Faculty and Research
Beth Sullivan, PhD
Assistant Professor
Research in my laboratory focuses on chromosome organization and segregation and genome stability. Specifically, we study how chromosomes are epigenetically assembled and organized into inherited chromatin domains, and the extent to which key organizational and functional aspects of centromeres are conserved between the fruit fly, Drosophila melanogaster, and humans. We are studying how a unique type of chromatin organization is established at centromeres, how epigenetic signatures produced from distinctive histone modifications contribute to centromere identity, regulation of the dynamic interplay between centromeric chromatin and heterochromatin, and the effect of centromeric chromatin on gene expression. Current projects include studying the mechanisms that regulate the exclusive deposition of the variant histone CENP-A at centromeres and identifying factors that monitor stability and dynamics of centromeric chromatin domains. We have developed assays to functionally test the roles of specific structural elements in chromosome assembly and plan to use genomic and proteomic techniques to integrate chromatin architecture and genomic structure at centromeres.

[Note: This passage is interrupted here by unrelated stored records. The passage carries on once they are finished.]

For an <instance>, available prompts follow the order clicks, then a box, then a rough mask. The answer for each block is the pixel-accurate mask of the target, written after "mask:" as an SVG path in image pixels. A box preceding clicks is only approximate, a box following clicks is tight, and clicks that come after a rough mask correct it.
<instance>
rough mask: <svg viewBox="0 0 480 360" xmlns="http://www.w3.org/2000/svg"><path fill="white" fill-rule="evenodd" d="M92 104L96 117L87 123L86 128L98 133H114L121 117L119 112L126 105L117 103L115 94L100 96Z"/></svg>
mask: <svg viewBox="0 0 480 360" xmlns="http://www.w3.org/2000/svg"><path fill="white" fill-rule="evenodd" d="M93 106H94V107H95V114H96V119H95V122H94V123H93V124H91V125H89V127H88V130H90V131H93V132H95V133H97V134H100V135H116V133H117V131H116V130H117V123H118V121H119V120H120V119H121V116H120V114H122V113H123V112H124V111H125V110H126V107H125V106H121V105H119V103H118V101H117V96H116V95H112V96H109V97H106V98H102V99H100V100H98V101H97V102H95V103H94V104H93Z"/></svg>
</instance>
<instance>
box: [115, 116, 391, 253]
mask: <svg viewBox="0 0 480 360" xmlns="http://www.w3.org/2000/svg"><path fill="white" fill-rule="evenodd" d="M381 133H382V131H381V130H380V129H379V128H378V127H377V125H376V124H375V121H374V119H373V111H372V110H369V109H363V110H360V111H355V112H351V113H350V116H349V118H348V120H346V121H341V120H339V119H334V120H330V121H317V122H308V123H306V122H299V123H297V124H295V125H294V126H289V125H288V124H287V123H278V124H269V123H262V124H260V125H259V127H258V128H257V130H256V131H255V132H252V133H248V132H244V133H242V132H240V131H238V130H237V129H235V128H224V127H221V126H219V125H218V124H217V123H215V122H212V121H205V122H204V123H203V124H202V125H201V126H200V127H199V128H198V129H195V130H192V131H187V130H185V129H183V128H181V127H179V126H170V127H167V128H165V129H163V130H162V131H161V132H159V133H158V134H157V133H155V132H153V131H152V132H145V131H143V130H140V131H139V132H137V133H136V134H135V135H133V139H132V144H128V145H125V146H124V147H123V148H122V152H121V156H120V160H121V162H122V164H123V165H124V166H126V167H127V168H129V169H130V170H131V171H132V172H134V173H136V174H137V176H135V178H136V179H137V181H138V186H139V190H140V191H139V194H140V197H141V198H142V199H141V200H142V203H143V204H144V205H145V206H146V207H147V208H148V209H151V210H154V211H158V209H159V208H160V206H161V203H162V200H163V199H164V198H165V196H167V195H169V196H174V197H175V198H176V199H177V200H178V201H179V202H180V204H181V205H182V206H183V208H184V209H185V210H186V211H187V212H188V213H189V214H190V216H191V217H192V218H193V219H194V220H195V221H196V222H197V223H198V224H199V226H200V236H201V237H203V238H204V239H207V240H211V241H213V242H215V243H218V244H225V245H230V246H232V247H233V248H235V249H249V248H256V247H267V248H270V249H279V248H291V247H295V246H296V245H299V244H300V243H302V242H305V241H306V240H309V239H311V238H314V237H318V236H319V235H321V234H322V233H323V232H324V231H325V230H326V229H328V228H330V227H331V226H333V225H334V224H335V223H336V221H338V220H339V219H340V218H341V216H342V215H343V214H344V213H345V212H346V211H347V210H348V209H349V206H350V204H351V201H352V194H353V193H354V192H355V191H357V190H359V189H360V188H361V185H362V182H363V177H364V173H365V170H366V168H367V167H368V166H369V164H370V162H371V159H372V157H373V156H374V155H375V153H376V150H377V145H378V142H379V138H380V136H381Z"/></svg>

Chromosome dysfunction is associated with disease states, such as birth defects and cancer, and reproductive phenotypes, such as infertility and miscarriage. Current efforts are aimed at altering chromosomal regions using RNAi and/or genetic and chromosomal mutants to understand the basis of chromosome dysfunction in disease states. In flies, we use a series of deleted minichromosomes to investigate chromatin organization, centromere function, gene expression, and chromosome stability. In humans, we study patient-derived and engineered chromosome rearrangements to determine how underlying chromatin structure predisposes chromosomes to rearrangement and contributes to aneuploidy and chromosome instability. Human chromosomal rearrangements are also being used to understand how the genome is partitioned into functional nuclear compartments.